Anticonvulsants
In general, anticonvulsants are:
- Well absorbed orally
- Highly protein bound
- Hepatically metabolised by CYP450 enzymes, and induce their own metabolism (as well as that of other drugs)
- Renally eliminated
- Interact with each other
| Property | Phenytoin | Sodium Valproate | Carbamazepine | Levetiracetam |
|---|---|---|---|---|
| Uses | GTCS, partial seizures, trigeminal neuralgia, ventricular arrhythmias | Partial seizures | Antiepileptic, trigeminal neuralgia | GTCS, partial seizures, myoclonic seizures, seizure prophylaxis |
| Presentation | Capsules, syrup, solution. IV formulation incompatible with dextrose. | Tablets, syrup, solution | Tablets, suppositories, syrup | Tablets, oral liquid, IV liquid |
| Route of Administration | PO, IV, IM | PO, IV | PO | PO, IV (over 15 minutes) |
| Dosing | 15-20mg.kg-1 load, aiming plasma levels 10-20mcg.ml-1 | 300-1250mg BD | 50-800mg BD | Typically 1g loading, then 500mg BD increasing up to 1.5g BD. Dose adjusted in renal impairment. |
| Mechanism of Action | Stabilises Na+ channels in their inactive state, inhibiting generation of further action potentials. | Stabilises Na+ channels in their inactive state and potentiates GABA | Stabilises Na+ channels in their inactive state and potentiates GABA | Unknown, but different to other antiepileptics and may be related to inhibition of N-type Ca2+ currents |
| Absorption | Slow PO absorption. PO bioavailability 90% | PO bioavailability 100% | 95% PO bioavailability | Near 100% PO bioavailability |
| Distribution | Highly protein bound | Highly protein bound | Highly protein bound | Nil significant protein binding, VD ~0.5L.kg-1 |
| Metabolism | Hepatic hydroxylation with highly individual variation in dosing.

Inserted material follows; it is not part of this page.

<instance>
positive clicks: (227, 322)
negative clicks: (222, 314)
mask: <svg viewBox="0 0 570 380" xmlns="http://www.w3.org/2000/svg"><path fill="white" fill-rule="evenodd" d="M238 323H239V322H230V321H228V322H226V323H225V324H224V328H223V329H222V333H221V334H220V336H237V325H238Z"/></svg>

Obeys first-order kinetics in the therapeutic range, and zero-order kinetics just above the therapeutic range. Metabolised by CYP450. Induces warfarin, benzodiazepines, OCP metabolism. Inhibited by metronidazole, chloramphenicol, isoniazid. Genetic polymorphism results in reduced metabolism in 5-15% of patients. | Hepatic to inactive and active metabolites | Hepatic | Hepatic hydrolysis to inactive metabolites |
| Elimination | Renal elimination of inactive metabolites and active drug | Renal elimination of metabolites and active drug | Renal elimination | Renal of active drug (major route) and metabolite (minor route) |
| CVS | ↓ BP, heart block, and asystole with rapid administration, antiarrhythmic properties | Antiarrhythmic | ||
| CNS | ↑ Seizure threshold, paraesthesia, ataxia, nystagmus, slurred speech, tremor, vertigo. | ↑ Seizure threshold | ↑ Seizure threshold | ↑ Seizure threshold, anxiolytic. Minimal ↓ in seizure threshold on cessation. |
| Renal | Water retention from ADH-like effects | Rarely precipitates AKI | ||
| GIT | Hepatotoxicity (idiosyncratic). Nausea and vomiting. | Hepatotoxicity. | ||
| Haeme | Aplastic anaemia and other blood dyscrasias | Thrombocytopenia, leukopenia (requires regular testing) | Thrombocytopenia | |
| Immune | Rash | SJS | ||
| Metabolic | Hyperammonaemia | |||
| Other | Requires monitoring due to narrow therapeutic window and significant pharmacokinetic variation. Gum hyperplasia. Teratogenic. May precipitate porphyria. |
Reduces efficacy of aminosteroids. Teratogenic. |
References
- Peck TE, Hill SA. Pharmacology for Anaesthesia and Intensive Care. 4th Ed. Cambridge University Press. 2014.
- Smith S, Scarth E, Sasada M. Drugs in Anaesthesia and Intensive Care. 4th Ed. Oxford University Press. 2011.
- CICM March/May 2010
- Petkov V. Essential Pharmacology For The ANZCA Primary Examination. Vesselin Petkov. 2012.
- Levetiracetam - Drug Information. FDA. 2009.